Although comparisons to The Wicker Man are inevitable, Midsommar isn’t as interested with the fish out of water, Western-psyche motif as much as the disorienting effects of a relationship gone awry. This movie is a long, bad acid trip; anxiety-ridden, but always intriguing. When Christian, Dani and their oblivious, millennial friends (engendering most of the movie’s laughs) arrive in the Swedish commune, they’re warmly welcomed by the Harga tribe with inviting smiles, flowing hair and white frocks. A tract of green acreage, peppered with off-kilter buildings straight out of Grimm’s fairy tale, the sun always shines in this part of the world, but the interiors of its hexagonal buildings are both stifling and texturally bleak.

As Christian and his friends snoop into the commune’s private machinations for their academic pursuits, Dani undergoes a transformation of her own, coming to terms with her own dark musings as she grows closer to the Harga’s community of women. Soon, the cracks begin to show, not only in Dani and Christian’s tenuous relationship, but with the commune’s deceptively sunny demeanor.

With a running time of 140 minutes, Midsommar is unrelenting in its flirtation with dread, not unlike Hereditary was. Aster’s style is much more restrained here and there’s a naturalistic quality to the narrative, as if we’re following these people in real time. So, when things go wrong, the brutal violence is much more acute. Still, his talent as a director exceeds those as a screenwriter. He seems to be splattering ideas on a canvas, hoping a few might hold, when he’d do better condensing his subject matter into a more focused, palpable theme.

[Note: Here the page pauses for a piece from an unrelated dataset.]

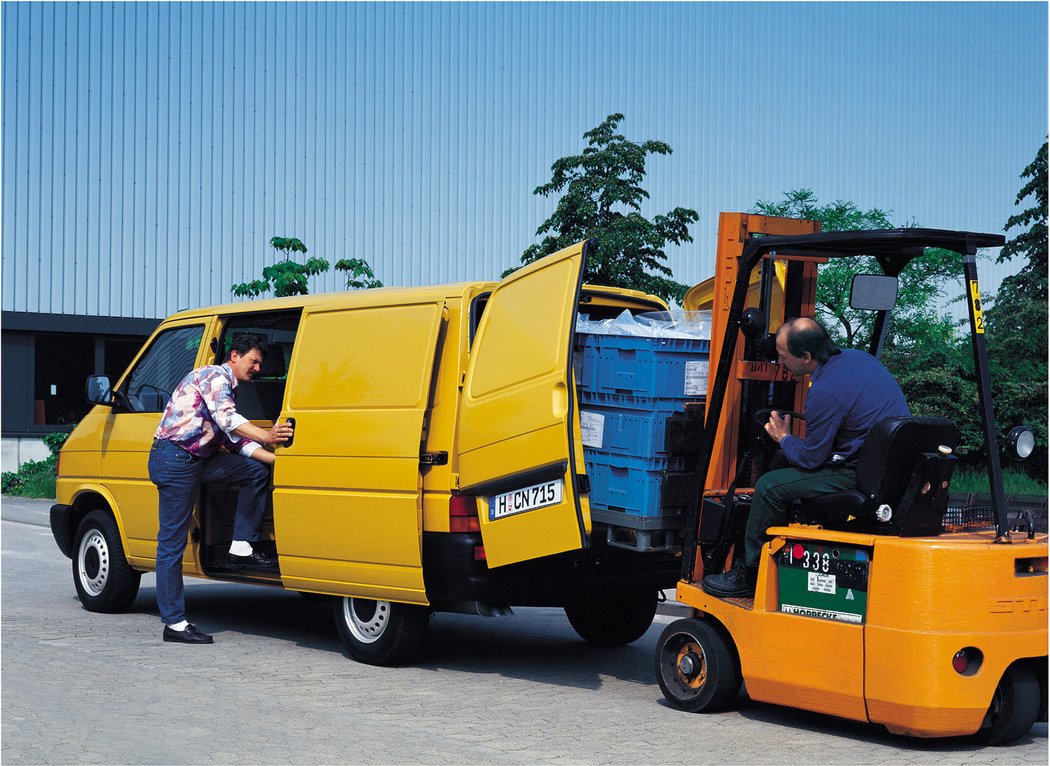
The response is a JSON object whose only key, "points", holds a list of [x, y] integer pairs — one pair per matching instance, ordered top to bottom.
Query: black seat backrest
{"points": [[890, 452]]}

That said, Aster is one of our most original filmmakers, especially for horror, in that he discards traditional tropes and opts for a headlong journey into existentialist sickness and anxiety. What happens when you can’t connect with others, especially those you love? What’s that empty space inside of you feel like? Like Kubrick, he lingers on scenes most directors would cut away from, and there are images in this film that are unshakable. Sometimes this stripped down, prismatic approach works, at other times it flails. But love it or hate it, you won’t easily forget the blinding sunshine, surrealist tumult and extreme violence of Midsommar.